Perhaps because of some rhetorical tradition, or quirk of their educational system, the Netherlands breeds speechwriters.
This would be fine. After all nobody is going to take over the world gurgling Dutch.
What is extraordinary is the number of Dutch who can write accessible, idiomatic speeches in English with a deep and sensitive knowledge of the culture.
Yesterday I attended the Policy Network event on Europe at the Guildhall in London.
The Finnish Commissioner Olli Rehn spoke well, but it took a while to tune into his accent, and he never really rose above a few technocratic phrases.
What a contrast with Frans Timmermans, the Dutch Foreign Minister.
Timmermans began by quoting Monty Python’s Life of Brian, ‘What have the Romans done for us?’ – which was a witty way to question Euroscepticism. You couldn’t hear any accent whatsoever in Mr Timmermans voice. He was flamboyant, funny and persuasive.

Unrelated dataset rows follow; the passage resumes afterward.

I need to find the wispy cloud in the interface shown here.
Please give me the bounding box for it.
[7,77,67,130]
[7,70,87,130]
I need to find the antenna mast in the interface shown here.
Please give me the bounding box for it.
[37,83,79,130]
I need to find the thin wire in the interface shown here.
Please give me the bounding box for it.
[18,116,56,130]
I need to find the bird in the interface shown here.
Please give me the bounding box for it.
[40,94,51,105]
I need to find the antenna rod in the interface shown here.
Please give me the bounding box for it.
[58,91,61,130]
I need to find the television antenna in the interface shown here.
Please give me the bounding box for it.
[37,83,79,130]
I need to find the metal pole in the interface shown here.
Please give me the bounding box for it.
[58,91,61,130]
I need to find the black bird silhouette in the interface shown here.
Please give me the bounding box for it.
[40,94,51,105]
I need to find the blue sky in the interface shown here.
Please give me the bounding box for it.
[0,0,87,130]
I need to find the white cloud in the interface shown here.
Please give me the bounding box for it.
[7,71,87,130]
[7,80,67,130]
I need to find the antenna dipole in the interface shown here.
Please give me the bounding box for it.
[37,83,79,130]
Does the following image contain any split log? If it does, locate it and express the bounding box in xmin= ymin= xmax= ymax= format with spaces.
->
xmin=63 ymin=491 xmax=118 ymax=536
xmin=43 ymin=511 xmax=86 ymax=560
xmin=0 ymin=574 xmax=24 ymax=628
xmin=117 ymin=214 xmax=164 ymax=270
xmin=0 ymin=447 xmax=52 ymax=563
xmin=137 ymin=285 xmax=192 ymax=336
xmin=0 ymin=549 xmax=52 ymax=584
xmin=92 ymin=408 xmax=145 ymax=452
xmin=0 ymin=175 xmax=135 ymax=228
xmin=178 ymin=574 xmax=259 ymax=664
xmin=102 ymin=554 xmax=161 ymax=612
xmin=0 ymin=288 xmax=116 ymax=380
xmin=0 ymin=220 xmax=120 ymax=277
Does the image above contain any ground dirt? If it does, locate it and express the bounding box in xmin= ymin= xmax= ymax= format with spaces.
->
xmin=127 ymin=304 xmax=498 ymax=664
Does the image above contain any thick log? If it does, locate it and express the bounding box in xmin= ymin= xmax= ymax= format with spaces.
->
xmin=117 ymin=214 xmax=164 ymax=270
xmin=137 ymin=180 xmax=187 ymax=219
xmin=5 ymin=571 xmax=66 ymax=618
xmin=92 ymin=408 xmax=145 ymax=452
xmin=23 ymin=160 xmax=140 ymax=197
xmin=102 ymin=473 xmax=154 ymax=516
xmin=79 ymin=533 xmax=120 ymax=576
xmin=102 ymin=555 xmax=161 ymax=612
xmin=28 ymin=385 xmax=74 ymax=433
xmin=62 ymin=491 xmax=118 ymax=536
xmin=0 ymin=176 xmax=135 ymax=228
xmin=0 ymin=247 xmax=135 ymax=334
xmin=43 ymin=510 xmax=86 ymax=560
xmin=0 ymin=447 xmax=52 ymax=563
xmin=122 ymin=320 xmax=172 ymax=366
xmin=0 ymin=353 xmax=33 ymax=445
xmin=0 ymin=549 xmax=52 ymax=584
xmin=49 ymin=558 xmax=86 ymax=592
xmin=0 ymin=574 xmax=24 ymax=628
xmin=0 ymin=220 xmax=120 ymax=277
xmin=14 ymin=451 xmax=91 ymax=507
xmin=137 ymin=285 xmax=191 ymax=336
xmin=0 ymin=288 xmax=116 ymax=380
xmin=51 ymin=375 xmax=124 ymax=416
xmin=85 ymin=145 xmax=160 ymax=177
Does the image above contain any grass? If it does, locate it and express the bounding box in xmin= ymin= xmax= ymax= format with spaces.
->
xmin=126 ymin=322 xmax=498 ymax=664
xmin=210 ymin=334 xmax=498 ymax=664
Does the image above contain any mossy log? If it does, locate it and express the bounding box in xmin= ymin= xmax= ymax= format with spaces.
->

He talked about the disconnection between European bureaucrats and citizens. He made the simple point that if Britain left the EU, it couldn’t defend Scottish salmon producers from Norwegian competition. He said he wanted the British to be part of Europe and told us that British civil servants were very effective within the Commission.
It was stirring stuff. Where do we find similar speeches from pro-European British MPs?
Timmermans even had the audacity to warn us by paraphrasing our greatest orator: “As Winston Churchill said, if you feed the crocodile of Euroscepticism – my addition to this quote – the only thing you will achieve is the crocodile will eat you last.”
The keynote of the day was to come from Herman Van Rompuy. Nigel Farage once described him as having ‘the charisma of a damp rag’.
Rompuy has an accent, but his speech comprised simple sentences with some sensitive use of metaphor. Lines like:
“How do you convince a room full of people, when you keep your hand on the door handle? How to encourage a friend to change, if your eyes are searching for your coat?”
Those of us in the know, detect the influence of another Dutchman on Rompuy’s speech, Luuk Van Middelaar, the ‘Jon Favreau’ of the European Council.
When you also consider the fact that the prestigious American Cicero award for speechwriting in 2012 (which every speechwriter wants to win) was awarded to another Dutch speechwriter, Annelies Breedvelt, for a speech she wrote in English for General Peter Van Uhm, (see it here) you wonder, how do they do it?
Does the skill of speechwriting have a lot to do with understanding grammar and structure? Is it an advantage to stand outside the language you’re writing in? Most native speakers don’t agonize very much about how to say something, because it’s their language.
On the Eurosceptic side, we have talented speakers like Dan Hannan MEP, a kind of public-school ‘Ian Paisley’, but the great strength of these Dutch speechwriters is that they can make a persuasive case for sensible policies in a thoughtful and entertaining way.